Measure length using Image J:

  • Choose the freehand line tool from the tool bar (right click on the line tool).
  • Use the line tool to mark the length of the pollen tube
  • Analyze>measure (cntrl M)

How to determine the scale of your images (by calculating it):

Focus in on the stage micrometer and snap a picture using the same magnification and pixel resolution you used to take pictures of your pollen tubes. The stage micrometer has markings on it that are 100 m or 10 m apart. The total length of the marked region is 2.2 mm. Open the image in image J and use the line tool to determine the length in pixels of a defined length on the micrometer. Convert pixels to m and use this conversion to convert your tube lengths from pixels (the output of image J) to microns. I will post an example of how this is done in an excel spreadsheet.

Using ‘Set Scale’ in image J so it will measure length in real m.

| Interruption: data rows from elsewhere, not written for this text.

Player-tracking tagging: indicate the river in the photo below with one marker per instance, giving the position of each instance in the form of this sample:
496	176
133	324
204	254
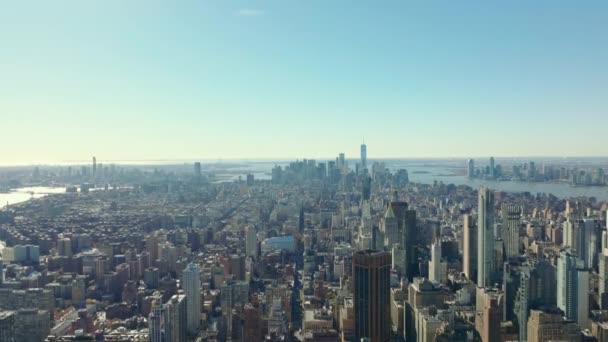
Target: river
23	194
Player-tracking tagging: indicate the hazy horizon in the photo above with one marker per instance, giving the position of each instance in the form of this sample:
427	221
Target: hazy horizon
255	80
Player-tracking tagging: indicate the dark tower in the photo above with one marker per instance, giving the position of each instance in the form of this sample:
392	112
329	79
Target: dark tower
371	272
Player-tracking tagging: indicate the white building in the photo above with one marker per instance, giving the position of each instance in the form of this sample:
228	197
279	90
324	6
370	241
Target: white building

Image J collects length data in pixels (or image inches in the case of the Olympus camera). We want to measure pollen tube length in microns (mm).

You can train image J to give you lengths in microns by following these simple steps.

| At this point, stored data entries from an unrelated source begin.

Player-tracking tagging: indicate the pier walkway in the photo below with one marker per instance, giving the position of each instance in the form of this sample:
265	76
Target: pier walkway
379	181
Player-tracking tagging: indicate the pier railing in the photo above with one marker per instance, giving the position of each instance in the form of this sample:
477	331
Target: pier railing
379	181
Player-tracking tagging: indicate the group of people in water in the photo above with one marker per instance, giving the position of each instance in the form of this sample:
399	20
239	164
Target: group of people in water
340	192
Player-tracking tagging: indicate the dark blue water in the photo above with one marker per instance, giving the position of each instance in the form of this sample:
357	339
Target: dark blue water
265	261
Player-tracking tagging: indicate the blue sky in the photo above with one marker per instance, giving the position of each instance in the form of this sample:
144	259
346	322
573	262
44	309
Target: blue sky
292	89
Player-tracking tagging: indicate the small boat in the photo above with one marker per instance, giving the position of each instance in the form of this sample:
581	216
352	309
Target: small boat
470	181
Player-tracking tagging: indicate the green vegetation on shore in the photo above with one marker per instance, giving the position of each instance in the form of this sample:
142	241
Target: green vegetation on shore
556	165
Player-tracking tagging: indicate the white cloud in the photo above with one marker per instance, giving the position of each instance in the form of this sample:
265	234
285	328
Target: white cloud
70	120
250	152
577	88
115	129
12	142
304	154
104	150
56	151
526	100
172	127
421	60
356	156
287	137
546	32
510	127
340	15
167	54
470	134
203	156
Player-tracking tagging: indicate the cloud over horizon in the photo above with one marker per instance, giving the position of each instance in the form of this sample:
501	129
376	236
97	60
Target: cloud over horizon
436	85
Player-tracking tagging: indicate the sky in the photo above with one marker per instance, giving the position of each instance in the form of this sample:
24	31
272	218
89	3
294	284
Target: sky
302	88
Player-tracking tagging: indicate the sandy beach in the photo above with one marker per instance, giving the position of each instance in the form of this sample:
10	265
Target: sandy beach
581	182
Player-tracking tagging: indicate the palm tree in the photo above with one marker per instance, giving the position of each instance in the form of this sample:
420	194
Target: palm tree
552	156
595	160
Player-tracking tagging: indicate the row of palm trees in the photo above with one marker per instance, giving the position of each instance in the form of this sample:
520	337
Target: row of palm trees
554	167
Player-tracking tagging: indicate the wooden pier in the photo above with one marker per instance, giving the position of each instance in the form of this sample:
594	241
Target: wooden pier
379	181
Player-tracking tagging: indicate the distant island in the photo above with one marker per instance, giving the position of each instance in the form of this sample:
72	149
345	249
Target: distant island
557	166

  1. Set up the microscope exactly as you will use if to take pictures of pollen tubes.
  2. Make sure all of the image settings (dimensions in pixels, bit depth) are the same as those used to take pictures of pollen tubes.
  3. Focus in on the stage micrometer and snap an image
  4. Open the image using image J

  5. Use the line tool to draw a line from the outside edge of one of the bars on the stage micrometer to the outside edge of another bar. Note the ‘actual distance’ you have measured.
  1. Click analyze>set scale
  2. A dialog box appears:
  3. The ‘distance in pixels’ should be pre-filled – this should be the length of the line you drew
  4. Type in the know distance – in this case its 200 mm
  5. Tell it the units should be microns
  6. Hit OK
  7. Now, image J will give you lengths in microns.